Es war daher spruchgemäß zu entscheiden.

Zu B) Unzulässigkeit der Revision:

Gemäß § 25a Abs. 1 VwGG hat das Verwaltungsgericht im Spruch seines Erkenntnisses oder Beschlusses auszusprechen, ob die Revision gemäß Art. 133 Abs. 4 B-VG zulässig ist. Der Ausspruch ist kurz zu begründen.

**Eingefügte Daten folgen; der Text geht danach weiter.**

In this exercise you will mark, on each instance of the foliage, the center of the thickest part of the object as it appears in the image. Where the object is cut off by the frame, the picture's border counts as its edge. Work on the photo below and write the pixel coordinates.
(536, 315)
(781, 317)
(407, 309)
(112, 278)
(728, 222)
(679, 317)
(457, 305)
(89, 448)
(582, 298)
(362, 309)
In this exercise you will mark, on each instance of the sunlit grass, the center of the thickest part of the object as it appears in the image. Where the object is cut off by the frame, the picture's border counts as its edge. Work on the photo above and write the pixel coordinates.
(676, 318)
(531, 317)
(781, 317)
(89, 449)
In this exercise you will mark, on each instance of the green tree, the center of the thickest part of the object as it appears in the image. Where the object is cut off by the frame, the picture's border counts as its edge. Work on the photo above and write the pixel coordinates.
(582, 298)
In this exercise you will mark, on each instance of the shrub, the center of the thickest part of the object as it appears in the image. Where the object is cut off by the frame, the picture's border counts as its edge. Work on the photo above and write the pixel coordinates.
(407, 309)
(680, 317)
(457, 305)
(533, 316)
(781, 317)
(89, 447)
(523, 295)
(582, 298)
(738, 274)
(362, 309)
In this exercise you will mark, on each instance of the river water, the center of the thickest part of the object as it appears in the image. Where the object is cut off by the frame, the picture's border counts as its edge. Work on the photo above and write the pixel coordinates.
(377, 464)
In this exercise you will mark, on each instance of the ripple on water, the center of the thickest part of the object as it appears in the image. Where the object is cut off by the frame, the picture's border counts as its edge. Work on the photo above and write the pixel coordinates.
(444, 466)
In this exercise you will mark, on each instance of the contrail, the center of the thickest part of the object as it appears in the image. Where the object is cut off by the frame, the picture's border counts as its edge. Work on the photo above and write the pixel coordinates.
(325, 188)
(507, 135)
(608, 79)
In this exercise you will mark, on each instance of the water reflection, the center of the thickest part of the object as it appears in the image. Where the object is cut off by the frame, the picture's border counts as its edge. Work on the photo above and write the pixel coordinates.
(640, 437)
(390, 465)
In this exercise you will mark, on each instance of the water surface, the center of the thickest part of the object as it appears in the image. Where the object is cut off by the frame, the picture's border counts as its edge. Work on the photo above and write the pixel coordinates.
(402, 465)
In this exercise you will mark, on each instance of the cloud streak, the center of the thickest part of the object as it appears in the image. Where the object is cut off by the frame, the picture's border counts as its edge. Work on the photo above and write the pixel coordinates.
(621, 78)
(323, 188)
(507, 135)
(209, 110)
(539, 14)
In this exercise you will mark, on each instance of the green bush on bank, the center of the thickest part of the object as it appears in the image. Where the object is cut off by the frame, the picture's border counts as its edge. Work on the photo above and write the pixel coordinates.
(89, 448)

Die Revision ist gemäß Art. 133 Abs. 4 B-VG nicht zulässig, weil die Entscheidung nicht von der Lösung einer Rechtsfrage abhängt, der grundsätzliche Bedeutung zukommt. Weder weicht die gegenständliche Entscheidung von der bisherigen Rechtsprechung des Verwaltungsgerichtshofes ab, noch fehlt es an einer Rechtsprechung; weiters ist die vorliegende Rechtsprechung des Verwaltungsgerichtshofes auch nicht als uneinheitlich zu beurteilen. Auch liegen keine sonstigen Hinweise auf eine grundsätzliche Bedeutung der zu lösenden Rechtsfrage vor.

In der rechtlichen Beurteilung (oben) wurde unter Bezugnahme auf die Judikatur des VwGH (26.06.2014, Ro 2014/03/0063) ausgeführt, dass im erstbehördlichen Verfahren notwendige Ermittlungen in einem entscheidenden Punkt unterlassen wurden. Betreffend die Anwendbarkeit des § 28 Abs. 3 2. Satz VwGVG im gegenständlichen Fall liegt daher keine grundsätzliche Rechtsfrage mehr vor.